As mentioned, they keyboard won't react and it takes ges to get into bios setup.

Can anyone help?


----------



## dai (Jul 2, 2004)

disconnect the drives and see if it posts normally and allows you to make changes


----------



## r3dshrapnel (Jan 22, 2008)

You meant the hardisc and dvdrom right?

I disconnected them and no result, I could not use my ps/2 keyboard. However,my computer is at least getting into the bios setup now. (it was when they were plugged in aswell, the CMOS reset seemed to alow me to get into the setup, but the ps/2 keyboard still won't react)


----------



## r3dshrapnel (Jan 22, 2008)

I will just note that I can buy a different motherboard, but I really want to fix the one I have now. Seriously, I thought this was one of the best tech support forums, I am practically talking with myself here....


----------



## r3dshrapnel (Jan 22, 2008)

Ok, by holding down TAB to view my POST mesage I get this warning: 

"Warning!! USB device over current detected!!
Please remove over-curret USB device!!!
system will shutdown in 15 seconds!!!"

What does this mean? is the USB device my ps/2 keyboard, cause thats the only thing plugged in apart from my screen. Have I configured the PSU incorrectly or is my PSU giving out too much energy or what?

PLEASE can someone reply, I am desprate for help and I really really want to get my PC working.... PLEASE!


----------



## r3dshrapnel (Jan 22, 2008)

sigh.... *bump*


----------



## dai (Jul 2, 2004)

if the keyboard is the only thing plugged in it may be faulty
check pnp is enabled in the bios and usb on boot


----------



## r3dshrapnel (Jan 22, 2008)

I have tried 3 keyboards and they have all worked prior to me using them with the new PC.

I cannot check anyting in BIOS, since I cannot navigate without a keyboard.


----------



## dai (Jul 2, 2004)

was one of the a serial connection


----------



## r3dshrapnel (Jan 22, 2008)

I'm sorry, what was one of wich connection? Thanks for the help.


----------



## dai (Jul 2, 2004)

you will see the different connectors listed here
http://www.msprojectstart.org/connections.htm


----------



## r3dshrapnel (Jan 22, 2008)

Can I get a hold of a ps/2 to a serial adaptor? Does my P5N-e SLI motherboard support a serial?
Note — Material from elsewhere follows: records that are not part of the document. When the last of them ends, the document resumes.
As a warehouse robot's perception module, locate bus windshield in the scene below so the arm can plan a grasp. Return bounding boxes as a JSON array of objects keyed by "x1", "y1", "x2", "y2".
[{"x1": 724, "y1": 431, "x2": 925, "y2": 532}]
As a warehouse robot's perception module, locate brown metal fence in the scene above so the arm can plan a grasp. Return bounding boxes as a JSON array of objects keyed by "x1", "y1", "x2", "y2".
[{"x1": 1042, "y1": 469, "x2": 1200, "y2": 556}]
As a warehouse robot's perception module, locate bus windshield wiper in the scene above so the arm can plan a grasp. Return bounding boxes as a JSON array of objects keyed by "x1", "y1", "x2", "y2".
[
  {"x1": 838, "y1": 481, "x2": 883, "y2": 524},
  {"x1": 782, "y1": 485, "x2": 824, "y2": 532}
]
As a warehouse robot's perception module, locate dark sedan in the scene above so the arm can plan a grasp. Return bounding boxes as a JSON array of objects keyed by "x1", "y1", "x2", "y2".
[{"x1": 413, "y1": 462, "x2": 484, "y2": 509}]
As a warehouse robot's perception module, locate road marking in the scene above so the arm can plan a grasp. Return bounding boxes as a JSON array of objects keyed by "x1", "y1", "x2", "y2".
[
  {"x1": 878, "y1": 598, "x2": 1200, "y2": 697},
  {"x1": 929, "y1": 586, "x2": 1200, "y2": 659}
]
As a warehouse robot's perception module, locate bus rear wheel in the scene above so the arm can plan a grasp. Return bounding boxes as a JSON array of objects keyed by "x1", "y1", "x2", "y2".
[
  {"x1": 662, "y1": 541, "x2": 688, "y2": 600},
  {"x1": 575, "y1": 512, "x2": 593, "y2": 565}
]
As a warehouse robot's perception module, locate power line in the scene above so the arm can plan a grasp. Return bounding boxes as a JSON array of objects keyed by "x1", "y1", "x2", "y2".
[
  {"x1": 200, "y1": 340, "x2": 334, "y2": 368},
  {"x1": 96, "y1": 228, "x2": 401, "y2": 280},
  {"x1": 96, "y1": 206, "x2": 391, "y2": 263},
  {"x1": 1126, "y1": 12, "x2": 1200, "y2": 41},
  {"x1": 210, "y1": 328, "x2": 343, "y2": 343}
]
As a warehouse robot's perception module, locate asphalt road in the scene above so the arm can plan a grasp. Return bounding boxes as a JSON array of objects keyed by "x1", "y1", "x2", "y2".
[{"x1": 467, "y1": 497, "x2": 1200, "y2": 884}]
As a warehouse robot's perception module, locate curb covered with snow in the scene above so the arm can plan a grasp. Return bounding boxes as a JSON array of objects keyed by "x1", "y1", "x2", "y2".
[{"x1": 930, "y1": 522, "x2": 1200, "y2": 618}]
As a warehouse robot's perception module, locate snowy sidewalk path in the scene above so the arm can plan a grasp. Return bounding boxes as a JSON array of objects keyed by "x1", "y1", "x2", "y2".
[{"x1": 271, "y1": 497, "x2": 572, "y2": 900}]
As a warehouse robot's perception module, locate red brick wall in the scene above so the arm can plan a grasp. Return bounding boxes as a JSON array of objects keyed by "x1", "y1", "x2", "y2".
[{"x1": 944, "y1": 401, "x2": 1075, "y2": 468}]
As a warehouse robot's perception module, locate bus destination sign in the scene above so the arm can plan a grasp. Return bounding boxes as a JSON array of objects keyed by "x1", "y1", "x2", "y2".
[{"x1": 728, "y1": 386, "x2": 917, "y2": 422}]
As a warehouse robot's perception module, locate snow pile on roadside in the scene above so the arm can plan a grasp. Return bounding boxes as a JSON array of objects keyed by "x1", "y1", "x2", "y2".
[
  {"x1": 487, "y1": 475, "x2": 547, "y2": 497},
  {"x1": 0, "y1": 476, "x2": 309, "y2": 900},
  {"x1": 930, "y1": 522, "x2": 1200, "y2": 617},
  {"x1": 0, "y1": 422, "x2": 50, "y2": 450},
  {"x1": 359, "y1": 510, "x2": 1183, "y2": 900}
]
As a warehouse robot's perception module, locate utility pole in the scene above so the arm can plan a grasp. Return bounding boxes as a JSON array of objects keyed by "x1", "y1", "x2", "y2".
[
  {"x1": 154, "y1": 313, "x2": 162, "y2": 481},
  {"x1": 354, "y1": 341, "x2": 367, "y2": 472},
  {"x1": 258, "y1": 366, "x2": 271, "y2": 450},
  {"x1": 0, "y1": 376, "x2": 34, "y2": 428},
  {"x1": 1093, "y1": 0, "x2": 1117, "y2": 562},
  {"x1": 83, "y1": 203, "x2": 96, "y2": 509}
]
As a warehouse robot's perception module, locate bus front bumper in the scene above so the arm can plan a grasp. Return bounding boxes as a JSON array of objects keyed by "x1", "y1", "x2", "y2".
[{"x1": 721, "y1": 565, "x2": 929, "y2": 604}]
http://www.surcouf.com/images/editorial/clubic/00412258'.jpg


----------



## dai (Jul 2, 2004)

have all the k/b you have tried have the same connection
http://www.pcconnection.com/IPA/Sho...004&oext=1038A&ci_src=14110944&ci_sku=5818004
http://www.pcconnection.com/IPA/Sho...309&oext=1038A&ci_src=14110944&ci_sku=5342309


----------



## r3dshrapnel (Jan 22, 2008)

two of tem where ps/2 and one was a wireless USB. It did react to the USB wireless one, since it gave me the "over current" warning.

Shall I try to get ahold of a ps/2 to usb adaptor? will that work?

My motherboard does not support serial.


----------



## dai (Jul 2, 2004)

if it does'nt i would suspect the m/b


----------



## r3dshrapnel (Jan 22, 2008)

A friend of mine has one of those adaptors, I will borrow it from him after school tomorow and post here as to how it goes.

Thanks a load for the help!


----------



## r3dshrapnel (Jan 22, 2008)

Nope, it won't work, I guess I will have to return it.


----------



## dai (Jul 2, 2004)

let us know how you get on with it


----------